How to Check Last Reboot Time on Windows Server: 3 Fast Methods

If you manage Windows Server, the three quickest and most reliable ways to answer the simple-but-critical question “When did this machine last reboot?” are the Command Prompt (systeminfo), PowerShell (Win32_OperatingSystem / Get-CimInstance), and Event Viewer (System log Event IDs). Each method has different strengths: speed and simplicity, scriptability and scale, or forensic detail and auditability. This feature pulls together the step‑by‑step procedures, explains what the outputs actually mean, highlights pitfalls you must watch for, and recommends which method to use in which operational scenario. The short how‑to you may have seen elsewhere is accurate, but here you'll get the deeper context and caveats that matter in production environments. (learn.microsoft.com)

Background / Overview​

Knowing the last reboot time is more than trivia: it helps validate patch/maintenance windows, diagnose uptime-related performance regressions, detect unplanned reboots (power loss, kernel crashes), and support security and compliance audits.

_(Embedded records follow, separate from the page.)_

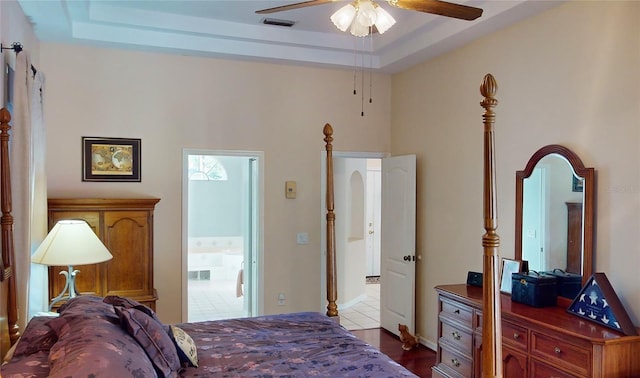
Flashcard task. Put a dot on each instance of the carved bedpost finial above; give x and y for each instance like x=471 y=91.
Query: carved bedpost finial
x=332 y=295
x=5 y=116
x=488 y=90
x=491 y=310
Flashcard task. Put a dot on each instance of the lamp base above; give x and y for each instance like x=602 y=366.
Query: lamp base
x=70 y=285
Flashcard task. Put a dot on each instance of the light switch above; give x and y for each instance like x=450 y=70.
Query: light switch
x=290 y=189
x=302 y=238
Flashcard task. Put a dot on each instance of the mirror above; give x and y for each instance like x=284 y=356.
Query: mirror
x=555 y=197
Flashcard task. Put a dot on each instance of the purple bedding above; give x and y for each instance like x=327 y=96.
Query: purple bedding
x=90 y=339
x=290 y=345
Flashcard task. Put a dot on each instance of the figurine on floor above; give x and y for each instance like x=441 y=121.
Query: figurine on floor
x=409 y=341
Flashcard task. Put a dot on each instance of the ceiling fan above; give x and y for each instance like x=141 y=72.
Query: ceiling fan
x=438 y=7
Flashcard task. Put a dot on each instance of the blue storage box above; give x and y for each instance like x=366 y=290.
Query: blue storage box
x=569 y=284
x=534 y=289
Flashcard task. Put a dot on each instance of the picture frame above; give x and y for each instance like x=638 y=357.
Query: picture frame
x=578 y=184
x=111 y=159
x=598 y=302
x=509 y=266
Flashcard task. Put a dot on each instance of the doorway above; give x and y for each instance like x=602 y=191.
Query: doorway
x=357 y=185
x=397 y=237
x=221 y=234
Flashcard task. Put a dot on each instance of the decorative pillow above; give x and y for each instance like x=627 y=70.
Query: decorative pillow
x=93 y=346
x=130 y=303
x=85 y=305
x=185 y=345
x=152 y=337
x=37 y=336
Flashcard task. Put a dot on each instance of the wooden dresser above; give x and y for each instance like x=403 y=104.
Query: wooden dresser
x=125 y=226
x=536 y=342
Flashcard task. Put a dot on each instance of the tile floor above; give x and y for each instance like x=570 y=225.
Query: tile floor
x=365 y=314
x=216 y=299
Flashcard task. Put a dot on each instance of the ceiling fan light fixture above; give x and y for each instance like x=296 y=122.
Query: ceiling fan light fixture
x=384 y=21
x=343 y=18
x=359 y=30
x=366 y=15
x=360 y=16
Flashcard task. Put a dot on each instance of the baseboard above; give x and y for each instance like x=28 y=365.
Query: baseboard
x=356 y=300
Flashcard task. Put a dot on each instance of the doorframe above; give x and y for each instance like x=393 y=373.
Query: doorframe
x=323 y=213
x=257 y=289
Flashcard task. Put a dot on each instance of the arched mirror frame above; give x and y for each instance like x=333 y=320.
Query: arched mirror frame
x=589 y=197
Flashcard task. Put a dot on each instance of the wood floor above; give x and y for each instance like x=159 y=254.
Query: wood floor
x=419 y=360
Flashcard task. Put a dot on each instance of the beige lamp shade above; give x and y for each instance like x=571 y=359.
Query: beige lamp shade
x=71 y=242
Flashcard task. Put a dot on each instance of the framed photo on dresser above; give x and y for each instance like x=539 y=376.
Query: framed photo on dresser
x=509 y=266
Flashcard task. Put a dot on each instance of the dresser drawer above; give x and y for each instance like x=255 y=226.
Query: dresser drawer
x=456 y=362
x=561 y=353
x=460 y=339
x=541 y=370
x=457 y=312
x=514 y=335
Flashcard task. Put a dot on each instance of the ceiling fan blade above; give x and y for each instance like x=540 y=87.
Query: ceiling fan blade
x=303 y=4
x=439 y=7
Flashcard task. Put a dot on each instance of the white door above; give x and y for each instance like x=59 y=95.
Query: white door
x=398 y=241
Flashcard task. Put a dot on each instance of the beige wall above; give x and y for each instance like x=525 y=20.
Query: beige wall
x=570 y=76
x=176 y=102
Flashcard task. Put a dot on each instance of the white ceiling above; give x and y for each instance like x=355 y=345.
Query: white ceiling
x=231 y=28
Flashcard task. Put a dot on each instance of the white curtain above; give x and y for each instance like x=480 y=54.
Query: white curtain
x=29 y=187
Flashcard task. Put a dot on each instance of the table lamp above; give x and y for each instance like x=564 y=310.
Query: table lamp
x=70 y=242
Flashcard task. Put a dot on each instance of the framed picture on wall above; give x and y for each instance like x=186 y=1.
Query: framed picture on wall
x=111 y=159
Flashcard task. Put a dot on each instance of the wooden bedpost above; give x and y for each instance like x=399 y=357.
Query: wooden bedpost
x=491 y=304
x=332 y=296
x=7 y=263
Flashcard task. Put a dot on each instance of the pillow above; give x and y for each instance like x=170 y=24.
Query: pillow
x=130 y=303
x=185 y=345
x=94 y=346
x=37 y=336
x=153 y=338
x=87 y=305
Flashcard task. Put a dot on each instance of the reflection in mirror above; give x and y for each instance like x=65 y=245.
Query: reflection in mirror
x=555 y=212
x=552 y=217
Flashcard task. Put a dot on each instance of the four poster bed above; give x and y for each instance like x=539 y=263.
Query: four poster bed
x=114 y=336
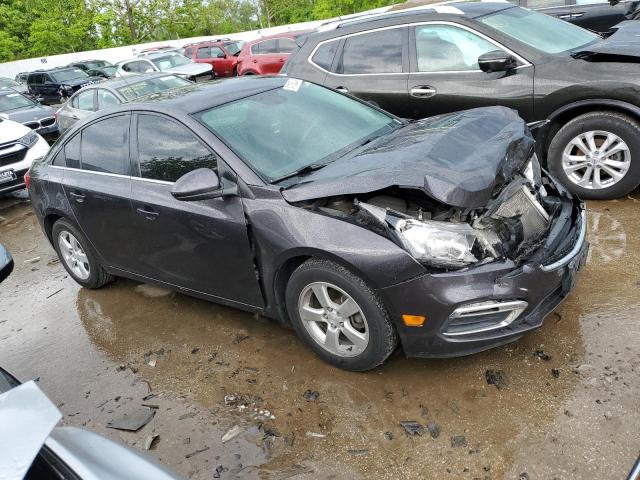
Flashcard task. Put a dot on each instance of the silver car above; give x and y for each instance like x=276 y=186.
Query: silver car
x=31 y=446
x=169 y=62
x=113 y=92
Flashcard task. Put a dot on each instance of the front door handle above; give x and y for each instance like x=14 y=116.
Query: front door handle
x=147 y=213
x=78 y=197
x=423 y=91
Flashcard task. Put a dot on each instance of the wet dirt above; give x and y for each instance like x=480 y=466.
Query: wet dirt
x=572 y=411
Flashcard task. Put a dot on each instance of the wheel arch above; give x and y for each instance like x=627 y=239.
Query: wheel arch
x=561 y=116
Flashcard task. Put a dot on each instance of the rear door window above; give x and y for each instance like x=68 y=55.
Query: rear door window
x=85 y=101
x=167 y=149
x=106 y=99
x=105 y=146
x=375 y=52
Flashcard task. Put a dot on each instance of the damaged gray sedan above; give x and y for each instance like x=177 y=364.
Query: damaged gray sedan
x=281 y=197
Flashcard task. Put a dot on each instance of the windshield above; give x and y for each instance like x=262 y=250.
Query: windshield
x=233 y=47
x=151 y=85
x=66 y=75
x=540 y=31
x=97 y=64
x=170 y=61
x=7 y=82
x=282 y=131
x=14 y=101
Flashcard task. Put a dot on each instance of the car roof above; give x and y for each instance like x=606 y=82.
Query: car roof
x=202 y=96
x=293 y=33
x=115 y=83
x=471 y=9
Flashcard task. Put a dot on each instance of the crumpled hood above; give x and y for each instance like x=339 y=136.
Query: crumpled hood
x=458 y=159
x=625 y=42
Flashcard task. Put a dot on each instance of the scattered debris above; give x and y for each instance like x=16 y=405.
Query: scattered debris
x=434 y=429
x=458 y=441
x=55 y=293
x=232 y=433
x=412 y=428
x=240 y=338
x=189 y=455
x=496 y=377
x=542 y=355
x=132 y=421
x=358 y=453
x=219 y=469
x=311 y=395
x=150 y=441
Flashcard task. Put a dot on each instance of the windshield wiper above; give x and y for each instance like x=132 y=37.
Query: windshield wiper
x=302 y=171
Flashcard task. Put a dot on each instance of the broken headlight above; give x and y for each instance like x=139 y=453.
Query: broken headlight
x=437 y=243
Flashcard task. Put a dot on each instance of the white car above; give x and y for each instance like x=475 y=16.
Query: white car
x=168 y=62
x=19 y=147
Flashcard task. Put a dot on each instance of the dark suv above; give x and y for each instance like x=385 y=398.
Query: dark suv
x=54 y=86
x=445 y=58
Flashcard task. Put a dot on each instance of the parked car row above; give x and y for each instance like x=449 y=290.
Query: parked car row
x=429 y=61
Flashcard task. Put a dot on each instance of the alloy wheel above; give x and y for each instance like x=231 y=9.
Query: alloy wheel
x=596 y=159
x=333 y=319
x=74 y=255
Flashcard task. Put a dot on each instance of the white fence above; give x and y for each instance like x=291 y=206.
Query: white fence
x=113 y=55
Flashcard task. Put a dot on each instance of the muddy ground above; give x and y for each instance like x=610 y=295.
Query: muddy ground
x=574 y=413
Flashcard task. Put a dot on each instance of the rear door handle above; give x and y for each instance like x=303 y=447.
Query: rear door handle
x=78 y=197
x=423 y=91
x=147 y=213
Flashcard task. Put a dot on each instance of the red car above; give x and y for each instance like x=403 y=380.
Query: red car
x=267 y=55
x=221 y=54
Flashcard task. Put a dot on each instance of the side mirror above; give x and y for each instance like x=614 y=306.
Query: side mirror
x=497 y=61
x=199 y=184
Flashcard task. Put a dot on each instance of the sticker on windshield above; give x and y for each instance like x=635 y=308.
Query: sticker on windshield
x=293 y=84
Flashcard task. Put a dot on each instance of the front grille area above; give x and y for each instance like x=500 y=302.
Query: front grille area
x=523 y=205
x=13 y=157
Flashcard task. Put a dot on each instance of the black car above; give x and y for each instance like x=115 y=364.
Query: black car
x=282 y=197
x=54 y=86
x=96 y=68
x=450 y=57
x=6 y=263
x=22 y=109
x=595 y=15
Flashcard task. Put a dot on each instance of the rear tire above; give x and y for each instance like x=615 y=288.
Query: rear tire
x=578 y=155
x=77 y=256
x=345 y=323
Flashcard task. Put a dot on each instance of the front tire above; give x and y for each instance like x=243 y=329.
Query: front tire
x=77 y=256
x=339 y=316
x=597 y=155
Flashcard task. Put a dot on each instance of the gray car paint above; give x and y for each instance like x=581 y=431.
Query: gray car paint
x=438 y=155
x=280 y=236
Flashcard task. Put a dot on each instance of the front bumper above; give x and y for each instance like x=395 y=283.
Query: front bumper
x=39 y=150
x=542 y=285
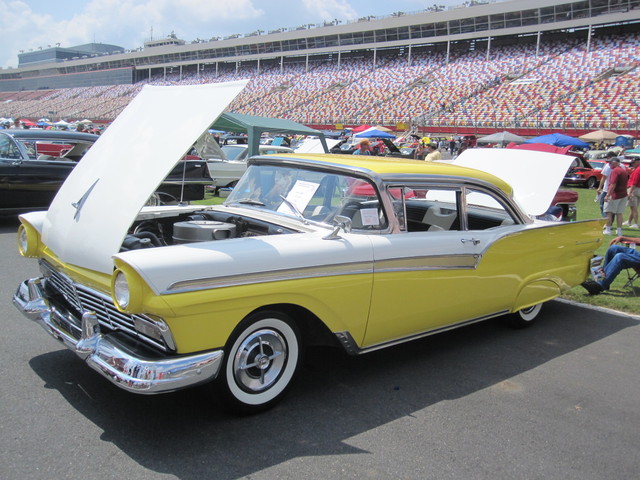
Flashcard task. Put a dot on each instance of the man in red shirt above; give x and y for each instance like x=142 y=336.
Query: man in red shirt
x=615 y=201
x=634 y=193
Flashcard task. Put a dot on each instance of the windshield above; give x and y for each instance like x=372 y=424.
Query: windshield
x=234 y=152
x=310 y=195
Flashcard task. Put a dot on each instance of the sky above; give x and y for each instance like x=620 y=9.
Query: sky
x=129 y=23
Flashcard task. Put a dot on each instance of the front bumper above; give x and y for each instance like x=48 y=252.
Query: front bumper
x=124 y=366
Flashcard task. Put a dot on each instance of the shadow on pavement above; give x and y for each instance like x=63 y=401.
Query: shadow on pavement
x=336 y=397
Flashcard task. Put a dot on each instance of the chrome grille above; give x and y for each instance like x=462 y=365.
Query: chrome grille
x=84 y=299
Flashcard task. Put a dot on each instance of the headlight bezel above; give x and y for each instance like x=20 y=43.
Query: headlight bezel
x=28 y=240
x=121 y=290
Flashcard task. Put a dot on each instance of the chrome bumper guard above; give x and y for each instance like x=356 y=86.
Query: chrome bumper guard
x=127 y=370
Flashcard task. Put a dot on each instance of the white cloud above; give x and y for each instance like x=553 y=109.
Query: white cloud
x=330 y=9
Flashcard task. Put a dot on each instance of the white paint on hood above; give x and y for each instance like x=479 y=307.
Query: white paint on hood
x=534 y=176
x=89 y=217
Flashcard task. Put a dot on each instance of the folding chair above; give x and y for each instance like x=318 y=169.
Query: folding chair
x=633 y=274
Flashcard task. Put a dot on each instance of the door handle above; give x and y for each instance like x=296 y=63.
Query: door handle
x=475 y=241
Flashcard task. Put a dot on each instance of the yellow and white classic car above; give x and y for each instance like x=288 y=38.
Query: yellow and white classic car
x=308 y=249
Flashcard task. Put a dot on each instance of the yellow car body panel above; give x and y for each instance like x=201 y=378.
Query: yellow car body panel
x=541 y=264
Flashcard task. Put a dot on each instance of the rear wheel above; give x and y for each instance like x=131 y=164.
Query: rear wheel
x=525 y=317
x=261 y=360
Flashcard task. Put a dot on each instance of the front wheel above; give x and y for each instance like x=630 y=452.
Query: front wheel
x=261 y=360
x=525 y=317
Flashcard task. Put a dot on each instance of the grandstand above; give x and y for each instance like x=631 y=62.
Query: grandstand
x=561 y=66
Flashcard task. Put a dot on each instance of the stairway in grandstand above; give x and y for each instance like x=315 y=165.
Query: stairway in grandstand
x=516 y=85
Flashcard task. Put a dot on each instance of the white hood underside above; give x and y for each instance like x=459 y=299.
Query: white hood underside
x=89 y=217
x=534 y=176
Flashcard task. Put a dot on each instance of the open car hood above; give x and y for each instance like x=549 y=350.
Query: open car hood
x=534 y=176
x=89 y=217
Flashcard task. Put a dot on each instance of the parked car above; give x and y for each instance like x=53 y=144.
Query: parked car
x=34 y=163
x=226 y=171
x=583 y=174
x=357 y=252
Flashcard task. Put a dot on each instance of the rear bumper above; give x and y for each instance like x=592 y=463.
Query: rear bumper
x=122 y=364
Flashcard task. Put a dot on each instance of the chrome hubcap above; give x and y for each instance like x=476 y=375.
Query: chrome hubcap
x=260 y=360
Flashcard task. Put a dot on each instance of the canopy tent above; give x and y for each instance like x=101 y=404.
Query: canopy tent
x=374 y=133
x=502 y=138
x=254 y=127
x=598 y=136
x=558 y=140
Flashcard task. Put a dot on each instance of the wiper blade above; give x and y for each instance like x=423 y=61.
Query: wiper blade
x=294 y=209
x=250 y=201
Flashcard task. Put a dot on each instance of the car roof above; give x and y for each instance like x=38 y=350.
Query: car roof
x=390 y=167
x=29 y=133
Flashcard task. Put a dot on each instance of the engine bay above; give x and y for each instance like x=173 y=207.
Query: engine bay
x=196 y=226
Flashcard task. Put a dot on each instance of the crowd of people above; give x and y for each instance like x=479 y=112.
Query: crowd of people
x=514 y=85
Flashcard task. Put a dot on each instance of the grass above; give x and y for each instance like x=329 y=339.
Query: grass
x=617 y=297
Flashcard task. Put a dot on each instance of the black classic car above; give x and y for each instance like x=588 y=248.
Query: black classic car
x=34 y=163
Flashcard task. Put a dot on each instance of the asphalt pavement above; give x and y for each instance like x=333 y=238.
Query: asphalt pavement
x=558 y=400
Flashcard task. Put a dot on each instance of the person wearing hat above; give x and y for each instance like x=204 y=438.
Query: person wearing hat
x=615 y=199
x=433 y=153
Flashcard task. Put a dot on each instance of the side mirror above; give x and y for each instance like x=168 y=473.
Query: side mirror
x=340 y=223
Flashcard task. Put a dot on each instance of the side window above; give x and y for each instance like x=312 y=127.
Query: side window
x=485 y=211
x=427 y=208
x=8 y=148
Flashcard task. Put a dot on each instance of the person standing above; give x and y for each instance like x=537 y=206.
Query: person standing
x=364 y=148
x=615 y=200
x=634 y=193
x=433 y=153
x=604 y=182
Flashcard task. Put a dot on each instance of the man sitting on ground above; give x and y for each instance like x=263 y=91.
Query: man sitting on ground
x=617 y=258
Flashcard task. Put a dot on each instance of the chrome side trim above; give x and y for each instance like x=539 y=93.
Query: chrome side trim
x=352 y=348
x=129 y=370
x=431 y=262
x=357 y=268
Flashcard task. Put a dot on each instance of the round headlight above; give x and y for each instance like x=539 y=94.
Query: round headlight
x=23 y=240
x=121 y=290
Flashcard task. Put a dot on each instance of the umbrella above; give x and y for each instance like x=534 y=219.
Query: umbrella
x=558 y=140
x=502 y=138
x=598 y=136
x=374 y=133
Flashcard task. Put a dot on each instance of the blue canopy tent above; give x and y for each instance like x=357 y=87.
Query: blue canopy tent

Windows exposes boot time information in multiple layers:

• A quick summary from the legacy systeminfo utility.
• Structured management data via WMI/CIM (Win32_OperatingSystem.LastBootUpTime), which PowerShell can query and convert into standard DateTime values. (learn.microsoft.com)
• Event log entries that record what happened and who or what requested a shutdown or restart (Event IDs such as 1074, 6005, 6006, 41 and others). (learn.microsoft.com)

Each source answers slightly different questions: systeminfo shows when the system booted; Win32_OperatingSystem gives a machine-readable timestamp you can script across many servers; Event Viewer gives the forensic trail (whether the reboot was planned and which process or user triggered it).

---

Method 1: Check Last Reboot with Command Prompt (fast, local)​

What to run​

• Open an elevated Command Prompt.
• Run:
• systeminfo | find "System Boot Time"

On English systems you'll see a human‑readable line like:

• System Boot Time: 2025-09-14, 11:26:07 AM

This is the quickest method when you’re at the console or using a simple remote command shell. The systeminfo tool prints a lot of diagnostics; piping and filtering isolates the boot line. (ss64.com)

Strengths​

• Extremely fast and easy to remember.
• No scripting or special permissions beyond admin‑level access to run systeminfo.
• Works on a broad range of Windows Server versions.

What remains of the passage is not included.